Es la violencia como modalidad de goce, el odio que se sitúa al margen del orden simbólico del lenguaje. Los referentes de los autoproclamados “libertarios”, muchos de ellos surgidos de la asistencia asidua a la televisión afín a los intereses corporativos, no dialogan ni debaten, sólo insultan. El insulto y las imprecaciones, cortocircuitos del lenguaje, devienen así en la nueva metodología “política”, clausurando toda posibilidad dialéctica. No hay discusión, hay insulto, acción puesta al mismo nivel del puñetazo, es decir, fracaso de la palabra como función mediadora entre los seres hablantes. (El vocablo “insulto” proviene etimológicamente de la raíz latina “saltus”, asaltar, saltar sobre el otro).

Los signos antes considerados negativos comienzan a lucirse como positivos. Lo que anteriormente por pudor muchos trataban de esconder, hoy se pregona públicamente: el racismo, la discriminación, la segregación, expuestos como “virtudes” tendientes a capitalizar las identificaciones de segmentos cada vez más amplios de sujetos cínicos y misántropos, que ven en la pobreza y en la marginalidad de los otros un alivio para sus propias frustraciones, cuando no una posibilidad de diferenciación social y tranquilidad fantasmática. El otro es construido como enemigo, se impone la presencia de las relaciones imaginarias y paranoides, no mediatizadas por lo simbólico.

Se trata de la mostración del mal como un ideal, la exposición sadeana del goce sin condicionamientos. La libertad tan reclamada por los “libertarios” tiende a no ser otra que la libertad para obedecer al actual imperativo de la época de gozar sin barreras ni consideraciones, por ejemplo, y sin exagerar demasiado, la pretendida libertad para golpear, amenazar, humillar, explotar, discriminar, segregar, contagiar, insultar y hasta matar a los otros, inclusive como divertimento y espectáculo, como alarde compadrón, como selfie mental de la propia imagen de impiedad y hedonismo.
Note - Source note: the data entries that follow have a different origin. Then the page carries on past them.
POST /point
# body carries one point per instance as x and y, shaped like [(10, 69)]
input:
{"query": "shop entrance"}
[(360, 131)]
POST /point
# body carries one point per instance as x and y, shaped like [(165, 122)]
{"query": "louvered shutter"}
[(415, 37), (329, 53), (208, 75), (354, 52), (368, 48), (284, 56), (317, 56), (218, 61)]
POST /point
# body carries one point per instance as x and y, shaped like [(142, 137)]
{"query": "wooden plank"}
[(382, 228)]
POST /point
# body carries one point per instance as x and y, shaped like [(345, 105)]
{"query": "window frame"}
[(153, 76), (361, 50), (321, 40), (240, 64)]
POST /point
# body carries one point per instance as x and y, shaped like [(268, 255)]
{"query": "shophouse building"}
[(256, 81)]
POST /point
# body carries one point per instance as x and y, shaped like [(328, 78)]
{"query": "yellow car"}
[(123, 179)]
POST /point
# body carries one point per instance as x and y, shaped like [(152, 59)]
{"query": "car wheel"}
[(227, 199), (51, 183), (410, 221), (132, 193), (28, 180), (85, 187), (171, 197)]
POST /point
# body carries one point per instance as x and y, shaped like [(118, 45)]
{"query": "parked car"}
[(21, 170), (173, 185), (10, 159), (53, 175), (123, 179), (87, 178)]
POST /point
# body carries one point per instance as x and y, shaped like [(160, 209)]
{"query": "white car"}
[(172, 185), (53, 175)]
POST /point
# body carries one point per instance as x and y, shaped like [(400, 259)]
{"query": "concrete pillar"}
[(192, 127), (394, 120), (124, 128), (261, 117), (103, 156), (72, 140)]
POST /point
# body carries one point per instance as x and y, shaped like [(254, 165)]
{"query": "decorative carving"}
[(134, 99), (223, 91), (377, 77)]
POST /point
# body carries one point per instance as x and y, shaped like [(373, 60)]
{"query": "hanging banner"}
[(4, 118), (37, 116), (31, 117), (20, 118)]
Pero el cumplimiento irrestricto de ese mandato de goce, lejos de representar la conquista de una mayor libertad, constituye por el contrario una de las formas más terribles de esclavitud y sometimiento. Hoy el líder “libertario” les promete más o menos a sus sometidos seguidores: “a ustedes los voy a guillotinar para que aprendan”, y lo dice no como un modo de ahuyentarlos, sino para asegurarse sus votos. Como en el cuento “Utopía de un hombre que está cansado”, algunos individuos parecieran esperar que alguien los venga a buscar para conducirlos, en su hastío, a la muerte voluntaria, a la vuelta contra sí mismos.

En síntesis, para los “libertarios” la partida se juega en los territorios del “Más allá del principio del placer”. El “sistema” necesita reproducirse pero lo hace actualmente en el goce mortífero y en la destrucción. Quizá después de todo no estemos solamente ante un cambio civilizatorio, como propone cierta literatura, sino ante una verdadera mutación antropológica.

Y escribir sobre todo esto no constituye una visión demasiado pesimista de la historia, sino simplemente una alarma, para que esos grupos reducidos de mutantes no conduzcan a la nave humana a sumergirse nuevamente en las oscuras aguas del Aqueronte.